The need to measure outcomes
Anyone running a health trust or captive is probably used to working this way. It is still, however, a relatively new way of thinking to those more used to buying insurances through an intermediary.
In addition, it definitely needs expertise to help decide the best buying options so employers achieve the clinical outcomes they need for their employees.
This leads to the next predicted shift: measuring the outcome of spend on private medical.
Often the aim is to reduce people risk and ensure that the direct negative impact of employee health on customer service, project delivery and other forms of productivity are minimised.
As such, measurements need to be gathered to back up or discount any decision to purchase employer-funded health and medical benefits.
More data isn’t necessarily the answer, but being extremely clear on robust measurable outcomes is.
This will differ by organisation and even within organisations.
For example, one benefits director at a construction firm told REBA that paying privately for workers to get rapid access to physiotherapy to get them back working in a managed way was highly effective.
But for conditions that were more serious or long term, then they are happy for employees to go via the NHS because using private services would not change timescales on return to work.

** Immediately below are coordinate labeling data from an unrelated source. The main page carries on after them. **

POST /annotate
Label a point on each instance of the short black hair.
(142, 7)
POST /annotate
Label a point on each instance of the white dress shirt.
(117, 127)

This employer has very specific clinical and HR outcomes to measure against to match their objectives.
Getting to the nub of the data
Getting precise clinical outcome data is complex and often siloed (even in the NHS).
It is, however, a subject for debate between clinical providers such as the private clinicians (including private hospitals) delivering the care, the insurers and the intermediaries such as employee benefits consultants.
They are aware that without a clearer picture on return on spend on private health benefits, employers struggle to justify spend or prove effectiveness.
Employers could ask:
- Do we know if the clinical outcomes would have been the same or better via the NHS? (e.g. speed of access, quality of treatment, return to work)
- Do we get the data we need to quantify our people risk?
- Do we have our own clear inputs and outcomes to measure against?
- Do we get the data outcomes we need on primary care? (e.g. Use of virtual GPs might be up, but is that helping to reduce claims costs over time?)
- Do we get the data we need on secondary care? (e.g. Are serious conditions being identified earlier than before?)
- Do we ask employees about their satisfaction or experience with clinical outcomes or the service overall (if they are willing to share)?
Of course, there are many reasons that this data can be complex to source:
- Patient confidentiality
- Switching insurance products or providers hampers long term trend data
- Data being an extra service that is charged for within the eco-system
- Data is not joined up between clinicians.
Evolving supply chain
As use and provision of health benefits gradually shifts, and medical advances change treatments (either increasing or reducing costs), so the entire supply chain and outcomes will evolve.
Employers who want to engage more on people risk data modelling and linking outcomes to spend can start to increase their knowledge of how the clinical side of the market works.
The goal is not to become clinical experts, but to be more informed to ask the right questions of brokers, insurers, providers and consultants.